The war on drugs in the United States has been a failure that has ruined lives, filled prisons and cost a fortune. It started during the Nixon administration with the idea that, because drugs are bad for people, they should be difficult to obtain. As a result, it became a war on supply.
As first lady during the crack epidemic, Nancy Reagan tried to change this approach in the 1980s. But her “Just Say No” campaign to reduce demand received limited support.
Over the objections of the supply-focused bureaucracy, she told a United Nations audience on Oct. 25, 1988: “If we cannot stem the American demand for drugs, then there will be little hope of preventing foreign drug producers from fulfilling that demand. We will not get anywhere if we place a heavier burden of action on foreign governments than on America’s own mayors, judges and legislators. You see, the cocaine cartel does not begin in Medellín, Colombia. It begins in the streets of New York, Miami, Los Angeles and every American city where crack is bought and sold.”
Her warning was prescient, but not heeded. Studies show that the United States has among the highest rates of drug use in the world. But even as restricting supply has failed to curb abuse, aggressive policing has led to thousands of young drug users filling American prisons, where they learn how to become real criminals.
The prohibitions on drugs have also created perverse economic incentives that make combating drug producers and distributors extremely difficult. The high black-market price for illegal drugs has generated huge profits for the groups that produce and sell them, income that is invested in buying state-of-the-art weapons, hiring gangs to defend their trade, paying off public officials and making drugs easily available to children, to get them addicted.
Drug gangs, armed with money and guns from the United States, are causing bloody mayhem in Mexico, El Salvador and other Central American countries. In Mexico alone, drug-related violence has resulted in over 100,000 deaths since 2006. This violence is one of the reasons people leave these countries to come to the United States.
Add it all up and one can see that focusing on supply has done little to curtail drug abuse while causing a host of terrible side effects. What, then, can we do?
First the United States and Mexican governments must acknowledge the failure of this strategy. Only then can we engage in rigorous and countrywide education campaigns to persuade people not to use drugs.
The current opioid crisis underlines the importance of curbing demand. This approach, with sufficient resources and the right message, could have a major impact similar to the campaign to reduce tobacco use.
We should also decriminalize the small-scale possession of drugs for personal use, to end the flow of nonviolent drug addicts into the criminal justice system.
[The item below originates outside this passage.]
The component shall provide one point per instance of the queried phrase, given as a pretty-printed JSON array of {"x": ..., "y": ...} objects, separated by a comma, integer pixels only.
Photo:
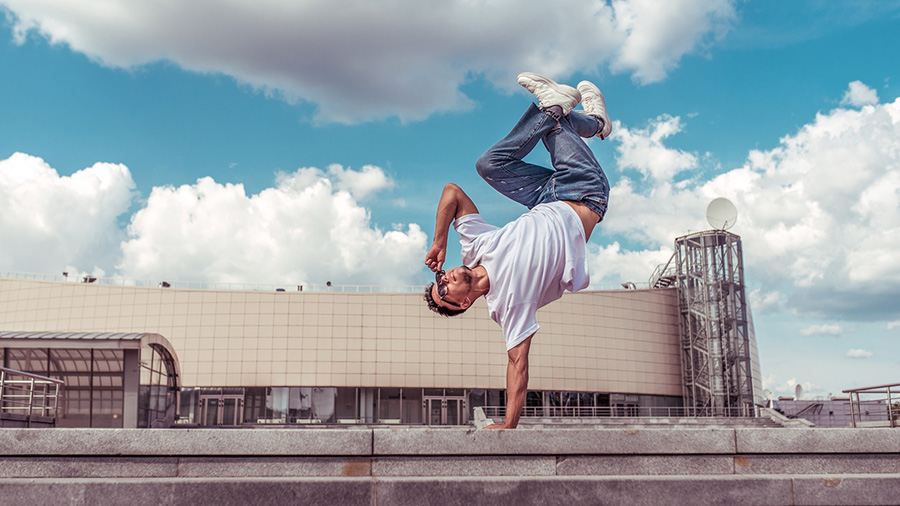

Several states have taken a step in this direction by decriminalizing possession of certain amounts of marijuana. Mexico’s Supreme Court has also declared that individuals should have the right to grow and distribute marijuana for their personal use. At the same time, we should continue to make it illegal to possess large quantities of drugs so that pushers can be prosecuted and some control over supply maintained.
Finally, we must create well-staffed and first-class treatment centers where people are willing to go without fear of being prosecuted and with the confidence that they will receive effective care. The experience of Portugal suggests that younger people who use drugs but are not yet addicted can very often be turned around. Even though it is difficult to get older addicted people off drugs, treatment programs can still offer them helpful services.
With such a complicated problem, we should be willing to experiment with solutions. Which advertising messages are most effective? How can treatment be made effective for different kinds of drugs and different degrees of addiction? We should have the patience to evaluate what works and what doesn’t. But we must get started now.
As these efforts progress, profits from the drug trade will diminish greatly even as the dangers of engaging in it will remain high. The result will be a gradual lessening of violence in Mexico and Central American countries.
We have a crisis on our hands — and for the past half-century, we have been failing to solve it. But there are alternatives. Both the United States and Mexico need to look beyond the idea that drug abuse is simply a law-enforcement problem, solvable through arrests, prosecution and restrictions on supply. We must together attack it with public health policies and education.
We still have time to persuade our young people not to ruin their lives.